AROBS Transilvania Software

Request info

IP & Security


Who owns the copyright for the product and the source codes upon project completion?

 
All the rights to the product and the corresponding source code belong to you, unless we specify otherwise in our contract. If you wish, we can eliminate all the information referring to AROBS as a producer from all the materials.

How do you handle confidential information during near shore software development projects?


During the term of our Agreement and for up to 6 years afterwards, AROBS will use reasonable care to prevent the unauthorized use or dissemination of any confidential information you provide us with. Reasonable care means at least the same degree of care we use to protect our own confidential information from unauthorized disclosure.

Confidential information is limited to information clearly marked as confidential, or disclosed orally and summarized and identified as confidential in a writing delivered to us within 15 days of disclosure.

Confidential information does not include information that:

  • we knew before you disclosed it;
  • is or becomes public knowledge through no fault of us;
  • we obtain from sources other than you and who owe no duty of confidentiality to you or we develop independently.

 

Please describe your policies for Intellectual Property protection.


AROBS treats intellectual property protection with special care and therefore takes comprehensive measures to protect intellectual property and trade secrets. First, we define intellectual property/trade secrets with the customers/partners, then we document them, establishing policies, roles and responsibilities, set up process-level controls and procedural, physical and technical controls to minimize risk to a level acceptable by management, educate employees, customers and partners about intellectual property/trade secrets and the measures taken to protect them.

Intellectual property and trade secrets are all subject to strict security guidelines within the company, in both electronic and printed format. Sensitive documents in printed format are stored in secure places and accessed only by authorized personnel. AROBS complies with the Romanian legislation when handling sensitive information. We will never disclose any confidential information to third parties unless required by the Romanian governing law.

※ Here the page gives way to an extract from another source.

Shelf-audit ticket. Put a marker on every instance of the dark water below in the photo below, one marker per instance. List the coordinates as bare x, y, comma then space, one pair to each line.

All of our staff are strongly deterred from violating IP regulations by signing non disclosure agreements with AROBS and sometimes with the customer too.

How does AROBS protect customer data?


Customer data is protected according to the provisions of the AROBS data protection policy, which states that the information managed by the company shall be appropriately protected against the consequences of breaches of confidentiality, failures of integrity, or interruptions to the availability of that information. The scope of the security policy includes

  • Information, data, in any form such as printed paper, digital, video, and audio formats;
  • The computing hardware and software systems which access and manipulate information;
  • Mobile devices and teleworking;
  • The physical work environment;
  • The network systems;
  • Personnel awareness, education, and training.

Each employee and service provider working for AROBS signs a Non Disclosure Agreement with the company which is as restrictive and specific as those provided by some of our most demanding customers. 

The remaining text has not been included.